The league table never lies, we are told, but seeing this Arsenal team finish runners-up might prompt a polygraph test. It's been a bad season, and it doesn't feel like Arsenal really deserved such a high finish. Still, as denouements go, Sunday's could barely have been scripted any better. It was complete when departing captain Mikel Arteta saw an effort come off the bar and in off the keeper in his final match.

Low point

There was something particularly galling about the FA Cup quarterfinal defeat to Watford, just when it seemed that a third Wembley win in three years was all that could be salvaged from the season. Equally, the rather botched protest against Wenger and Stan Kroenke in the home game against Norwich didn't make for a particularly happy day for the club. In isolation, possibly the worst result of all was the embarrassing 4-0 capitulation to Southampton on Boxing Day.

Even so, the lowest moment had to be the 2-1 home loss to Swansea at the start of March, which effectively ended Arsenal's title challenge. That it followed a strangely muted performance in a defeat to Manchester United at Old Trafford hardly helped, but this was the evening when the realization that the title would elude Arsenal once again hit and the crowd turned febrile, booing substitutions and jeering at the final whistle. It wasn't pleasant.

Arsenal were still mathematically in the title conversation, but the Emirates crowd knew the jig was up. Another season of disappointment was assured.

Arsenal's inefficient side reared its head once again in Wednesday's desultory defeat to Swansea.
Arsenal once again failed to mount a decent title challenge.

Star man

Mesut Ozil seemed to have this honor wrapped up in February, when he moved on to a magnificent 18 assists in 25 Premier League games. Arsenal were only five points behind Leicester City at that point. But Ozil managed just one assist after that, and his slump in form mirrored Arsenal's descent. As such, the most extravagantly talented of Arsenal's players is disqualified on the basis that though he has reached higher aesthetic levels than any of his teammates, he hasn't done so consistently.

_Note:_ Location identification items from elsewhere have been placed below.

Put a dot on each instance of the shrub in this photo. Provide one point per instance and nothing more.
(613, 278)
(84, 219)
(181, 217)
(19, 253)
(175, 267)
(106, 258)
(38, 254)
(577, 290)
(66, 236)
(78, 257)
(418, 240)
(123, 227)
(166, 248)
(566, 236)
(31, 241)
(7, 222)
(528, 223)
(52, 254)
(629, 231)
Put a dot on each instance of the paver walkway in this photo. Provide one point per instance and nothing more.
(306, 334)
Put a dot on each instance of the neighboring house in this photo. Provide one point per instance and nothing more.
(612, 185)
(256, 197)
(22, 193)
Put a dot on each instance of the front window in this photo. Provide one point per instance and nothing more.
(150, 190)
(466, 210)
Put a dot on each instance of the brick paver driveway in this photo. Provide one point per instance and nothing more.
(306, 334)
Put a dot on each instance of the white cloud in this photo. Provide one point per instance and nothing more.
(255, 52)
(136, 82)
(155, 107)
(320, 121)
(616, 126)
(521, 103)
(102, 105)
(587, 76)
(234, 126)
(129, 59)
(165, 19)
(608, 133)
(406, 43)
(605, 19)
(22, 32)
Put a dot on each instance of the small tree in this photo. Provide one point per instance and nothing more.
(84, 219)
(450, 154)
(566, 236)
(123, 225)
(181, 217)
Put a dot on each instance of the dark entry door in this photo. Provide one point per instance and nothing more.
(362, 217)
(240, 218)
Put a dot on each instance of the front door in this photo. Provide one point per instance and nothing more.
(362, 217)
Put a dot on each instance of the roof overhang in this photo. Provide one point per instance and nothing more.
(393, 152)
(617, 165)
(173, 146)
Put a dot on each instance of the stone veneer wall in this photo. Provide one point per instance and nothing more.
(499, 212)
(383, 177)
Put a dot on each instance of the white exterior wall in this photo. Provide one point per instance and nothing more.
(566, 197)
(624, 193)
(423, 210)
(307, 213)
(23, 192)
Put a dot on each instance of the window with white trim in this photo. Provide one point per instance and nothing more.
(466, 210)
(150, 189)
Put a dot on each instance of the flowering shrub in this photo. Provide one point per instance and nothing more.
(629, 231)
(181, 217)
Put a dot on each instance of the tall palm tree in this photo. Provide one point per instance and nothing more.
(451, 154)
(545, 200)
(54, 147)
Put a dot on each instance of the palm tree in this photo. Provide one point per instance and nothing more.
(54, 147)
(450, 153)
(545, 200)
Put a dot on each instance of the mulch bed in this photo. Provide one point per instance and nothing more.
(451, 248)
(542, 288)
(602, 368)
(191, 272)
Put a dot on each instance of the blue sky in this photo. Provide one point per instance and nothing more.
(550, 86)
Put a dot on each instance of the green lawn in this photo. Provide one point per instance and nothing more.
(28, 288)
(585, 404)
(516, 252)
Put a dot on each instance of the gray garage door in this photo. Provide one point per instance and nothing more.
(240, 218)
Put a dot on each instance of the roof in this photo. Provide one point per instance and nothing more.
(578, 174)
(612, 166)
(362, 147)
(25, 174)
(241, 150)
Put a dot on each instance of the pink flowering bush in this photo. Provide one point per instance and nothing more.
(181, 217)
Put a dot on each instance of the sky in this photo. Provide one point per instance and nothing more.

Equally, while Alexis Sanchez ended the season in tremendous form, his failure to contribute when Arsenal most needed him means he does not deserve recognition either. As a result, by process of elimination, the honor falls to Hector Bellerin.

It is no empty gesture: Bellerin had a splendid season and was named in the Professional Footballers' Association Team of the Year at right-back. So formidable has his form been that Wenger was happy to send Mathieu Debuchy out on loan in January. Those lung-busting runs from full-back are an important feature of Arsenal's play, and his sprint, interception and cross for Ozil to score the second against Bayern Munich was one of the highlights of the season.

What's next?

Potentially more of the same. Kroenke and Wenger are unlikely to be moved by those rather underwhelming protests, and Wenger has one more year on his contract, so he will be going nowhere. With the new domestic TV deal coming into effect, it is not unreasonable to expect that the greatest summer of Premier League largesse will soon be upon us, with Arsenal's likely title rivals for 2016-17 spending big. The extent to which Arsenal join in will show how ambitious they really are as a club and whether there is any prospect of a title challenge next season.

The case for a new, world-class striker is compelling, and with Tomas Rosicky, Arteta and Mathieu Flamini departing, there is a huge chance to revitalise the midfield too. Switzerland international Granit Xhaka is the rumoured first choice. If Arsenal do embark on the investment program that is so badly needed, then optimism could be renewed ahead of 2016-17, but with the same power structure in place and no change in the club culture, it's hard to see how anything will be different in any meaningful way.